We conduct a genome-wide association study (GWAS) of educational attainment (EA) in a sample of similar to 3 million individuals and identify 3,952 approximately uncorrelated genome-wide-significant single-nucleotide polymorphisms (SNPs). A genome-wide polygenic predictor, or polygenic index (PGI), explains 12-16% of EA variance and contributes to risk prediction for ten diseases. Direct effects (i.e., controlling for parental PGIs) explain roughly half the PGI's magnitude of association with EA and other phenotypes. The correlation between mate-pair PGIs is far too large to be consistent with phenotypic assortment alone, implying additional assortment on PGI-associated factors. In an additional GWAS of dominance deviations from the additive model, we identify no genome-wide-significant SNPs, and a separate X-chromosome additive GWAS identifies 57.

Automated summary

In this study, a genome-wide association study (GWAS) was conducted to investigate the genetic factors associated with educational attainment (EA).

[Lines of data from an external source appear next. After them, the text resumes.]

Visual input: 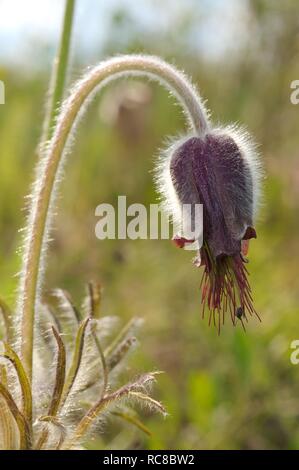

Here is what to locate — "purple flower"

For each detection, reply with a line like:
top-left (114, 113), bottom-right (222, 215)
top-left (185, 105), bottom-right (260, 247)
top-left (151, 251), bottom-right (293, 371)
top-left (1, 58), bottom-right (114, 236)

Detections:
top-left (159, 128), bottom-right (260, 331)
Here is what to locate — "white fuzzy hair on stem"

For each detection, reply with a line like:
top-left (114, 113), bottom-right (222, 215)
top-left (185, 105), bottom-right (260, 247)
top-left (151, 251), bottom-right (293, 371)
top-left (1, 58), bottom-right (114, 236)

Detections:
top-left (15, 55), bottom-right (209, 379)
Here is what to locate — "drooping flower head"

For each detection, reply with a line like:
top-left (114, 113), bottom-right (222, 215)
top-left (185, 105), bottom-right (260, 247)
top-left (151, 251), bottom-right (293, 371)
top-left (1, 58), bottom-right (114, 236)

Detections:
top-left (159, 127), bottom-right (260, 331)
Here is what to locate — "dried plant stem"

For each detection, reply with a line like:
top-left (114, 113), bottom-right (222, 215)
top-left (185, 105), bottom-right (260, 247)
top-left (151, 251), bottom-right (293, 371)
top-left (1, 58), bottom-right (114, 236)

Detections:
top-left (18, 55), bottom-right (208, 378)
top-left (42, 0), bottom-right (76, 142)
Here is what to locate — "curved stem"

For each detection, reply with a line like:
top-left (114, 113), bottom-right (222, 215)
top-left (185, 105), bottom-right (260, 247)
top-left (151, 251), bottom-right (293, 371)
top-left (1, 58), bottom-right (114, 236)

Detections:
top-left (18, 55), bottom-right (208, 377)
top-left (42, 0), bottom-right (75, 142)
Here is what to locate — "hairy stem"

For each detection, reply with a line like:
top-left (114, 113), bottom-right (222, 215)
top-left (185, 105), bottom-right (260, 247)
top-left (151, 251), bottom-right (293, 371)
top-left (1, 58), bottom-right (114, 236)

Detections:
top-left (18, 55), bottom-right (208, 377)
top-left (42, 0), bottom-right (76, 142)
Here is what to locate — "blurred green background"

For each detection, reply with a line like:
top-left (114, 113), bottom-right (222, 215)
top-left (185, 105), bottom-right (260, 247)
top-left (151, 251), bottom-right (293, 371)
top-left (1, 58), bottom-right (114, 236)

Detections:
top-left (0, 0), bottom-right (299, 449)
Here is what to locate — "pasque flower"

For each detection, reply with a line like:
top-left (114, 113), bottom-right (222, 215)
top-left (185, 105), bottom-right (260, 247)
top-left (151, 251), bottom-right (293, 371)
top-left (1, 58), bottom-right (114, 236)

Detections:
top-left (159, 127), bottom-right (260, 331)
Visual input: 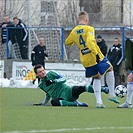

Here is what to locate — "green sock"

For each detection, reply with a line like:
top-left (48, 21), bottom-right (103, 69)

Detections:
top-left (85, 85), bottom-right (105, 93)
top-left (59, 100), bottom-right (77, 106)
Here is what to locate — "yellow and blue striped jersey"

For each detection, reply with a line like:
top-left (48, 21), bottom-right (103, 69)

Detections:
top-left (65, 25), bottom-right (104, 67)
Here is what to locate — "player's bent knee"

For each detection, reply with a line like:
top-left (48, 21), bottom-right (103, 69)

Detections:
top-left (51, 98), bottom-right (62, 106)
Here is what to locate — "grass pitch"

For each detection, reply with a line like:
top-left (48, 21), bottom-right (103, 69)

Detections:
top-left (0, 88), bottom-right (133, 133)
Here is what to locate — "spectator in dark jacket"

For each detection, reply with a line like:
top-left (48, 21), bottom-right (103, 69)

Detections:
top-left (107, 38), bottom-right (122, 85)
top-left (1, 16), bottom-right (16, 59)
top-left (31, 37), bottom-right (48, 83)
top-left (97, 35), bottom-right (107, 56)
top-left (13, 17), bottom-right (29, 59)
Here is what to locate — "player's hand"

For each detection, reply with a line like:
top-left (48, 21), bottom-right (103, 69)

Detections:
top-left (96, 54), bottom-right (100, 63)
top-left (33, 103), bottom-right (42, 106)
top-left (46, 80), bottom-right (55, 86)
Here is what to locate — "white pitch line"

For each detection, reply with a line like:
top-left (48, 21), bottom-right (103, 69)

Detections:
top-left (1, 127), bottom-right (133, 133)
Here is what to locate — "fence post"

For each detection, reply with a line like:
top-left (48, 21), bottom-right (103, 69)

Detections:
top-left (61, 28), bottom-right (64, 60)
top-left (122, 27), bottom-right (125, 61)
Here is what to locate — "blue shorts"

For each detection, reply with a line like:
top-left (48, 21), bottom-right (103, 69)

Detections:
top-left (85, 57), bottom-right (112, 77)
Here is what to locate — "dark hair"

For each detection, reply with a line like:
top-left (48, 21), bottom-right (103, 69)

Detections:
top-left (34, 64), bottom-right (43, 73)
top-left (115, 37), bottom-right (119, 41)
top-left (13, 16), bottom-right (18, 20)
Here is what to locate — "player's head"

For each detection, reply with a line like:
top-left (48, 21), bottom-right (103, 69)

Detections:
top-left (114, 38), bottom-right (119, 45)
top-left (79, 11), bottom-right (89, 25)
top-left (34, 64), bottom-right (46, 79)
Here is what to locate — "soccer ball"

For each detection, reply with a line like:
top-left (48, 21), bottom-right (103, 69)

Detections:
top-left (115, 85), bottom-right (127, 98)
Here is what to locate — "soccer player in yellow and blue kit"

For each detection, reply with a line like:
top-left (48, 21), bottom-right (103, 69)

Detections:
top-left (34, 65), bottom-right (109, 107)
top-left (65, 11), bottom-right (120, 108)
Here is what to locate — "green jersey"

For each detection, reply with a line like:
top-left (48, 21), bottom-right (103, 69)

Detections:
top-left (39, 71), bottom-right (77, 101)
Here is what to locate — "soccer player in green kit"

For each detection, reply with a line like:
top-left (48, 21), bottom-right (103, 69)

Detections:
top-left (34, 65), bottom-right (109, 107)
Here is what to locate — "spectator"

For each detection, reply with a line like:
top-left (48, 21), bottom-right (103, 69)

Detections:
top-left (13, 17), bottom-right (28, 59)
top-left (1, 16), bottom-right (16, 59)
top-left (107, 38), bottom-right (122, 86)
top-left (31, 37), bottom-right (48, 84)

The results identified numerous single-nucleotide polymorphisms (SNPs) that are significantly correlated with EA. Furthermore, a polygenic predictor (PGI) was found to explain a substantial portion of the variation in EA and contribute to disease risk prediction. Intriguingly, the correlation between mate-pair PGIs suggests additional assortment mechanisms. However, no significant SNPs were identified in separate analyses of dominance deviations and the X-chromosome.